Learning to Navigate in Cities Without a Map
Paper: Learning to Navigate in Cities Without a Map[1]
A video of the paper is available here[2].
Introduction
Navigation is an attractive topic in many research disciplines and technology related domains such as neuroscience and robotics. The majority of algorithms are based on the following steps.
1. Building an explicit map
2. Planning and acting using that map.
In this article, based on this fact that human can learn to navigate through cities without using any special tool such as maps or GPS, authors propose new methods to show that a neural network agent can do the same thing by using visual observations. To do so, an interactive environment using Google StreetView Images and a dual pathway agent architecture are designed. As shown in figure 1, some parts of environment are built using Google StreetView images of New York City (Times Square, Central Park) and London (St. Paul’s Cathedral). The green cone represents the agent’s location and orientation. Although learning to navigate using visual aids is shown to be successful in some domains such as games and simulated environments using deep reinforcement learning (RL), it suffers from data inefficiency and sensitivity to changes in environment. Thus, it is unclear whether this method could be used for large-scale navigation. That’s why it became the subject of investigation in this paper.
Related Works
Contribution
This paper has made the following contributions.

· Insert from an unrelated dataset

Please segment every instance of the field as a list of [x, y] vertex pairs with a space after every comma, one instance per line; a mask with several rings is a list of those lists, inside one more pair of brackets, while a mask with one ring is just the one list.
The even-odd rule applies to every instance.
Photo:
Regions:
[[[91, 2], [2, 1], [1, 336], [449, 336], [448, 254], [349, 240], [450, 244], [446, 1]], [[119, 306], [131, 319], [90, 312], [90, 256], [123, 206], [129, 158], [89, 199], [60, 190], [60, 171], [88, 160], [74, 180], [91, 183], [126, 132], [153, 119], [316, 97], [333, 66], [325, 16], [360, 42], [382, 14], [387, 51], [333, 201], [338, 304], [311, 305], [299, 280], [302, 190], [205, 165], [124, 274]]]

1. Designing a dual pathway agent. This agent can through a real city.
2. Using Goal-dependent learning. This means that the policy and value functions must adapt themselves to a sequence of goals that are provided as our input.
3. Leveraging a recurrent neural architecture. Using that, not only could navigation through a city be possible, but also the model is scalable for navigation in new cities.
4. Using a new environment which is built on top of Google StreetView. This provides real-world images for agent’s observation. Using this environment, agent should navigate from an arbitrary starting point to a goal and then to another goal etc. Also, London, Paris, and New York City are chosen for navigation.
Environment
Google StreetView consists of both high-resolution 360 degree imagery and graph connectivity. Also, it provides a public API. These features make it a valuable resource. In this work, large areas of New York, Paris, and London that contain between 7,000 and 65,500 nodes (and between 7,200 and 128,600 edges, respectively), have a mean node spacing of 10m, and cover a range of up to 5km chosen (Figure 2), without simplifying the underlying conncections. Also, the agent only sees RGB images that are visible in StreetView images (Figure 1).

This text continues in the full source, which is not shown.